This invention relates generally to computer systems, and more particularly to methods and apparatus for backing up and restoring data.
To ensure data integrity and persistence, computer databases are backed up on a routine basis. Backing up large databases can, however, be lengthy and time-consuming.
At least one known database system attempts to reduce the resources needed for backing up databases by a system using full backups and partial backups. A full backup is performed at a selected interval. Between full backups, one or more partial backups are performed at more frequent intervals. For example, consider a system in which a full backup is performed every seven days, on successive Sundays, and a partial backup is performed each day from Monday through Saturday. Let us also suppose that 10% of the records in the database change each day, on average.
Partial backups can be incremental or cumulative. An incremental backup only requires a backup of records that change between successive backups. A cumulative backup requires a backup of all records that have changed since the last full backup. Statistically, substantially more memory space on whatever backup medium is used (tape, disk, etc.) as well as time is needed to perform each successive cumulative backup between pairs of full backups. On the other hand, incremental backups statistically do not require an increasing amount of space and time to perform.

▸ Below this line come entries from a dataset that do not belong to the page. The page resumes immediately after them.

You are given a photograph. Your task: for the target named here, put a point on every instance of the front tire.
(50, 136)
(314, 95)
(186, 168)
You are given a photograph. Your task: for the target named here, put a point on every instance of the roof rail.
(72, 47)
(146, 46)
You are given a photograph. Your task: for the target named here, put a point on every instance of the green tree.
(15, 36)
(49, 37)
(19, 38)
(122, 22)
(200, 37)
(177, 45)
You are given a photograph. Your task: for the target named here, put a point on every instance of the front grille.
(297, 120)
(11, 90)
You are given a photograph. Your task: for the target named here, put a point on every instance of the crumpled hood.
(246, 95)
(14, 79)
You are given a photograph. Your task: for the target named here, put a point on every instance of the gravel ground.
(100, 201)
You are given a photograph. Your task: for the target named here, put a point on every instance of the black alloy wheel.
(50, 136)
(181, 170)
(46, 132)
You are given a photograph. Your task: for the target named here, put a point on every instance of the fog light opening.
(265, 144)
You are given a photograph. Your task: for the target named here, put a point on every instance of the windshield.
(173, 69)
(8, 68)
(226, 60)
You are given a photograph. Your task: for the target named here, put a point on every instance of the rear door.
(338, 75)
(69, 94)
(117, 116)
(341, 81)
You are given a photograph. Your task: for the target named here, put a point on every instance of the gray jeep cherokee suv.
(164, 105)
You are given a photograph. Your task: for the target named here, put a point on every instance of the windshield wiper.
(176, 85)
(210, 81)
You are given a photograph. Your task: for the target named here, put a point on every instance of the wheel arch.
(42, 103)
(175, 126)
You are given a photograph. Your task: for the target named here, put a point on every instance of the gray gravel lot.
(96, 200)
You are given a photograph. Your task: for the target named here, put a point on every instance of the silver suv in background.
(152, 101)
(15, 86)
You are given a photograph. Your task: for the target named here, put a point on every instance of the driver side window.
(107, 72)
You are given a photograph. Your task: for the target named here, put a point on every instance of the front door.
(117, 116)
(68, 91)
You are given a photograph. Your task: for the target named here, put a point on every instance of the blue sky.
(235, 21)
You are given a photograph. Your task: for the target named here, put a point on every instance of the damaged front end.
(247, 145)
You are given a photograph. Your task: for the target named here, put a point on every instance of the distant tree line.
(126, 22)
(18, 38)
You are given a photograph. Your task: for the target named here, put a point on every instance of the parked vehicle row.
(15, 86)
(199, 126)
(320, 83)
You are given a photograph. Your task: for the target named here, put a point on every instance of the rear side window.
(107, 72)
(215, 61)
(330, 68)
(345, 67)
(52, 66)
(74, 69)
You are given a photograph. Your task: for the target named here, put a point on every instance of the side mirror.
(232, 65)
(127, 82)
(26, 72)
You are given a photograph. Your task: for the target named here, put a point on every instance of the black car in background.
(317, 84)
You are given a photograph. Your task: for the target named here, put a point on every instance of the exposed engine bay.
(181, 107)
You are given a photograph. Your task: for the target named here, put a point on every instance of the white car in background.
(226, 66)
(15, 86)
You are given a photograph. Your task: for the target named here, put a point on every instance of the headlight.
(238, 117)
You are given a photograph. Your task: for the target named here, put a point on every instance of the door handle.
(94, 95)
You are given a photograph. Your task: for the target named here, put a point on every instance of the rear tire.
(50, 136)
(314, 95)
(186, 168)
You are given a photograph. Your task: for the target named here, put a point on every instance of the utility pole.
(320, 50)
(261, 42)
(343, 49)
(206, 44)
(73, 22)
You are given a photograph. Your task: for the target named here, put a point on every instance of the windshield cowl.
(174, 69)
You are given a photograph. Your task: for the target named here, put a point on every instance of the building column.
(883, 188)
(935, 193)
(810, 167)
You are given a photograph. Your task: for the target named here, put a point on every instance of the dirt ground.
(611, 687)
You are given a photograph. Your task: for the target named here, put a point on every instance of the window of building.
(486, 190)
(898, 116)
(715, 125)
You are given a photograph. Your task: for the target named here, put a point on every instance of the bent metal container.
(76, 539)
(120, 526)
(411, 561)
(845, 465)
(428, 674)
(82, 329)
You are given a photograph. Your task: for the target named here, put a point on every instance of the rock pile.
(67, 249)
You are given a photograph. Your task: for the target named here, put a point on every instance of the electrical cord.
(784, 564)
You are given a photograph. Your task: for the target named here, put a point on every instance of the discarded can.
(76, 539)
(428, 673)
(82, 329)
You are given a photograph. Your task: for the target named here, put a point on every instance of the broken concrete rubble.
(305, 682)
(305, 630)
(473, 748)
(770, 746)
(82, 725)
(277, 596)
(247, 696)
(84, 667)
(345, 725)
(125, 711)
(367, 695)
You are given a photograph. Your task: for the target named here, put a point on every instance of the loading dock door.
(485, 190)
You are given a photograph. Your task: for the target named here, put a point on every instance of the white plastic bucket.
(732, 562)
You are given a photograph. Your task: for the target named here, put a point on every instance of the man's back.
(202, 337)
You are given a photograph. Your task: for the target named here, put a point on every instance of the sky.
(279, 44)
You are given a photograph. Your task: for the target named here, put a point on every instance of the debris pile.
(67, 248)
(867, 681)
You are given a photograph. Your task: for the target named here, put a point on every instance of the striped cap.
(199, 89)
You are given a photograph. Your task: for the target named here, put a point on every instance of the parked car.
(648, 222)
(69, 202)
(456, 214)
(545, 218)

Whether incremental or cumulative partial backups are performed, this known system for backup up databases has proven quite successful for small and medium-sized databases. However, there are scaling problems associated with this backup system for large (e.g., terabyte) databases. For example, to backup a large database system requires a spike in resources each time a full backup is performed, i.e., time, space, computing power, and network bandwidth has to be available to perform the full backup. This requirement can limit large system backups to specific times during the week, such as Sundays at 4 a.m., which may be the only time enough resources can be made available without interfering with normal business uses of the database. Also, depending upon when in a backup cycle a restore has to be done, restoring a system from backups may require a tedious process of restoring the last full backup and all incremental backups since the last full backup, or the last full backup and a (possibly very large) incremental backup. Moreover, if a network computer performs backups for several large databases on separate backup schedules, a large peak resource requirement may have to be provided for those times when full backups have to be performed for more than one of the databases.